Note the site creation date: Older sites that have been around for a long time are generally legitimate
Finding Fraudulent Sites
2. Check the location information on the site. So make sure your phone number, address, email address, etc. are valid. This is easy enough to do a search on the Internet or to call the phone number.
. 3 To find out if a website is suspicious, check the Better Business Bureau, the Consumer Protection Agency, the Federal Trade Commission, or any of the numerous Internet fraud detection lists for complaints or fraud.

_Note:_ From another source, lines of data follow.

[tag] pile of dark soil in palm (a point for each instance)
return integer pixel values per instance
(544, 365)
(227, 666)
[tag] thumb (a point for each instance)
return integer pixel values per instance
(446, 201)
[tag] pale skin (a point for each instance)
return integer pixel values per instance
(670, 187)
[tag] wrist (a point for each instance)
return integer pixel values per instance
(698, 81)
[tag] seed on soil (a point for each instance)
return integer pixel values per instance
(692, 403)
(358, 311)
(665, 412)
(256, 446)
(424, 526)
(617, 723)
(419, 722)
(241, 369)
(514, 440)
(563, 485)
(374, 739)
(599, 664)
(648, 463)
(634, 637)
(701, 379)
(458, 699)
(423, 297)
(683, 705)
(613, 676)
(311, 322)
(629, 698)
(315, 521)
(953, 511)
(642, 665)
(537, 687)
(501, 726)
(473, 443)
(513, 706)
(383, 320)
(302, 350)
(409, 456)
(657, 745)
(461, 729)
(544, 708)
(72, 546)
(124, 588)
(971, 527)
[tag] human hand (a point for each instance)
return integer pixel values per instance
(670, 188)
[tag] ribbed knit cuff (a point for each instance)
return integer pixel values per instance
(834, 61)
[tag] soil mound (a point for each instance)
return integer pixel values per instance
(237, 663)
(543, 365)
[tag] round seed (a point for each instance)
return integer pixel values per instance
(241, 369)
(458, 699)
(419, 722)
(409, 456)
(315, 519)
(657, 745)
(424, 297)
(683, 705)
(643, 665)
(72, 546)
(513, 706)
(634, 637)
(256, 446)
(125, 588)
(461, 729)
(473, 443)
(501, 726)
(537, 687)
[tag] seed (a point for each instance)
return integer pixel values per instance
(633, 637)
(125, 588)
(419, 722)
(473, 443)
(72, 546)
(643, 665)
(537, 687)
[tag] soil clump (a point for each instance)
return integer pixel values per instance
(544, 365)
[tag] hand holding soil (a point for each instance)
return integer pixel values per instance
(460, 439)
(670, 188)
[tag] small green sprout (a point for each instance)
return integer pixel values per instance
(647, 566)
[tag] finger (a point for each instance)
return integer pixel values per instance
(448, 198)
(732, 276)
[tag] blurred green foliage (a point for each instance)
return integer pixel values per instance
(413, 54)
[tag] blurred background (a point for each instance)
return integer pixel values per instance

Rules of thumb for retailers
You can not be overly cautious when shopping online, especially if you're browsing dark websites through Internet search.
. 1 Read the fine print on customer contracts, agreements, product information and return policy. I know these contracts are tedious and tedious, but it's worth it if you're not cheated.
. 2 Do not be fooled by unbelievable prices. If it's too good to be true, it's probably not true.
. 3 Read the reviews of customers on this site, but do not be misled by an implausible number of great reviews. First read the bad reviews and pay attention to what the customers say. When there are a lot of bad reviews, companies hire people to write hundreds of "fake" good reviews in the hope that a fluke picks up the negative answers. Customers tend to complain more than compliments. Therefore, believe that complaints occur especially when the examiner provides contact information for further discussion.
Companies that personally deal with bad reviews and offer to provide a refund, a replacement product, or agree to a solution are worth a second chance. At least they try to keep their customers happy.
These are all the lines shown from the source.